193579
Local public health law in the United States: Scope and orgin
Tuesday, November 10, 2009: 4:30 PM
James Hodge Jr., JD, LLM
,
Lincoln Professor of Health Law and Ethics, Director, Public Health Law & Policy Program, ASU Sandra Day O'Connor College of Law, Tempe, AZ
Kathy McCarty, MPH, JD
,
School of Nursing, Hunter College CUNY, New York, NY
While federal and state public health laws have been studied and reformed significantly over the past 20 years, considerably less focus has been directed to local public health laws in the United States. Like their federal and state counterparts, local public health laws can serve a critical role in protecting population health. Through our ongoing study, Building the Base for a Research Agenda on Local Public Health Legal Authority, we have reviewed public health components and themes within local ordinances in 37 selected municipalities of varying size and location. Diverse public health areas are addressed at the local level, partly dependent on the relationship between the state and local governance. This presentation will examine the breadth of local public health decisions making authority and describe how local public health ordinances fill gaps in or supplement existing state and federal public health laws. The goals of the study are to (1) provide an initial database of knowledge and local ordinances for existing and future research on local public health law, and (2) facilitate information sharing among those working at the local level to modernize and improve local public health law.

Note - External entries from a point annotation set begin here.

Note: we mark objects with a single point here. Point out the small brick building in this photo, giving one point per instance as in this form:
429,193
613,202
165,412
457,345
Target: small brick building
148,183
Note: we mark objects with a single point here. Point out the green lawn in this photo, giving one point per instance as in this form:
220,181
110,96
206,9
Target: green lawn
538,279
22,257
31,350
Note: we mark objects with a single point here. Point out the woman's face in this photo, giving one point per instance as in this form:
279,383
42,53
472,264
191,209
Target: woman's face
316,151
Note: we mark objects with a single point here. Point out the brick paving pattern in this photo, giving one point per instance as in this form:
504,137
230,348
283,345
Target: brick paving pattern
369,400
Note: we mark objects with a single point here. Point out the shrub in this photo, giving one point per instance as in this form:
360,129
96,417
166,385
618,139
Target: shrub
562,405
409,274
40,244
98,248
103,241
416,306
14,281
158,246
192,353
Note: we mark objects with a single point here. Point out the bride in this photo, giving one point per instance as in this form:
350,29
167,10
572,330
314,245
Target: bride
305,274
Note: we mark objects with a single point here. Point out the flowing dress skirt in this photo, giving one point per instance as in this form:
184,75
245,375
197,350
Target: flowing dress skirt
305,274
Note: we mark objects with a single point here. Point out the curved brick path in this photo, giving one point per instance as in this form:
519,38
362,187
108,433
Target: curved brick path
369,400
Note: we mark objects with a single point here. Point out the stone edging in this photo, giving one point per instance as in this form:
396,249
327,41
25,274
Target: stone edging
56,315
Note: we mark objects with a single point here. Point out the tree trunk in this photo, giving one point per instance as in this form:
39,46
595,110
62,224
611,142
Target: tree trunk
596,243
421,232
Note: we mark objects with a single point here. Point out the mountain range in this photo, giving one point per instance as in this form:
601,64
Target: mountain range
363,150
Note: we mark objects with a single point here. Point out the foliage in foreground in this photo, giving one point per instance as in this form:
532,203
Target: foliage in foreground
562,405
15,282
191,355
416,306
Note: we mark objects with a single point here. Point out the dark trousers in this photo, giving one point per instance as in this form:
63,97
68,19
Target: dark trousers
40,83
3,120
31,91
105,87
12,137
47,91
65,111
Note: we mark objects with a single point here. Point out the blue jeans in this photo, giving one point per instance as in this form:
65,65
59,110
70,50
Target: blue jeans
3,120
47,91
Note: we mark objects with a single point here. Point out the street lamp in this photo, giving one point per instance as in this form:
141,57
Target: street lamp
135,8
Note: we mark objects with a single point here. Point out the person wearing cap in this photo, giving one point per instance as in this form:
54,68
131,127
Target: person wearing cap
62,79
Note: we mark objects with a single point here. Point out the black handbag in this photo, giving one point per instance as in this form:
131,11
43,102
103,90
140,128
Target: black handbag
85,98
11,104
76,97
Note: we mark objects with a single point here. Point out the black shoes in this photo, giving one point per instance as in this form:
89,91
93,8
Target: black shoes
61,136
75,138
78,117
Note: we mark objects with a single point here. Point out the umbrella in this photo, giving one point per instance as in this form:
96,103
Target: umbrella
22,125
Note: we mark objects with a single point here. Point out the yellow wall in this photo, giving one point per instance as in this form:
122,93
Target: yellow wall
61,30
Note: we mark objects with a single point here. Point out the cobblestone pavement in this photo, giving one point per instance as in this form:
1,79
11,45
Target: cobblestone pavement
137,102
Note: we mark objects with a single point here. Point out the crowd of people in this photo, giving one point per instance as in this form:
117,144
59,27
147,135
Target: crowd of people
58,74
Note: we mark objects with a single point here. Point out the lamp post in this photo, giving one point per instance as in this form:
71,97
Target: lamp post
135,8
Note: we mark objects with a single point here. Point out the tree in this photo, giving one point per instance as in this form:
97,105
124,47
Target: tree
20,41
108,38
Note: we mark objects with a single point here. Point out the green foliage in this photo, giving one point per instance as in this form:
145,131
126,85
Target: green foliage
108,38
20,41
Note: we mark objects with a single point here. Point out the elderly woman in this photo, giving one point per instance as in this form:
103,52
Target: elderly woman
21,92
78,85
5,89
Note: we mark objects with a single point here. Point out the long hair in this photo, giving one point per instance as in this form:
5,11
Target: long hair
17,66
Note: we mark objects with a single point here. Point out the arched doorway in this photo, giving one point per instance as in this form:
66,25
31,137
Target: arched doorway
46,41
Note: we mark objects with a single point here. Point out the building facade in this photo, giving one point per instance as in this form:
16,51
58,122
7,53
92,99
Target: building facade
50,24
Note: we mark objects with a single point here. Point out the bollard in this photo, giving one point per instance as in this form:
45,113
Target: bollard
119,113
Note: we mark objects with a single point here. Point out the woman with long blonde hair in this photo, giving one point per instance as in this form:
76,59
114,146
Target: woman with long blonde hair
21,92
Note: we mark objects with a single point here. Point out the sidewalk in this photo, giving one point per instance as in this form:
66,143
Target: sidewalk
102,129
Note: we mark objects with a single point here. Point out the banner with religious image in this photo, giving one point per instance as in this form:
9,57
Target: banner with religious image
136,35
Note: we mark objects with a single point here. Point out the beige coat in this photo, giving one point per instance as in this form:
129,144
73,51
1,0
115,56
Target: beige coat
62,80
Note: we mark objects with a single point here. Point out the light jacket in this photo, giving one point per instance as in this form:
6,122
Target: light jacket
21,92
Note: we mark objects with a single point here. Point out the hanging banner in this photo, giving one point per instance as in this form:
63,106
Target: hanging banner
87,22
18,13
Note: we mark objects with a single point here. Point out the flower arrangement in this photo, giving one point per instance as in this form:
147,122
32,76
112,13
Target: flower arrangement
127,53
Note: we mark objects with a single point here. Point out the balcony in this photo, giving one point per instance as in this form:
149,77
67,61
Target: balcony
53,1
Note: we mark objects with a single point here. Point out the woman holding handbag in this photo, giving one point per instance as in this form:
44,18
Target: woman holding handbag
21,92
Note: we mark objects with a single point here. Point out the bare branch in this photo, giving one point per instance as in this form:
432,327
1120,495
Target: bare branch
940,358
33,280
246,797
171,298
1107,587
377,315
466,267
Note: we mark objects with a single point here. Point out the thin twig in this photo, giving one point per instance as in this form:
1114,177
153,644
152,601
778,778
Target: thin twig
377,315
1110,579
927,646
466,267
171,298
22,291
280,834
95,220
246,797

Learning Objectives: 1) Identify the scope and breadth of local public health law;
2) Describe local public health law authority;
3) List at least 4 examples of variations in local public health law; and
4) Assess the strengths and weaknesses of local public health legal approaches to address public health issues.
Presenting author's disclosure statement:Qualified on the content I am responsible for because: Principal Investigator on study being presented
Any relevant financial relationships? No
I agree to comply with the American Public Health Association Conflict of Interest and Commercial Support Guidelines,
and to disclose to the participants any off-label or experimental uses of a commercial product or service discussed
in my presentation.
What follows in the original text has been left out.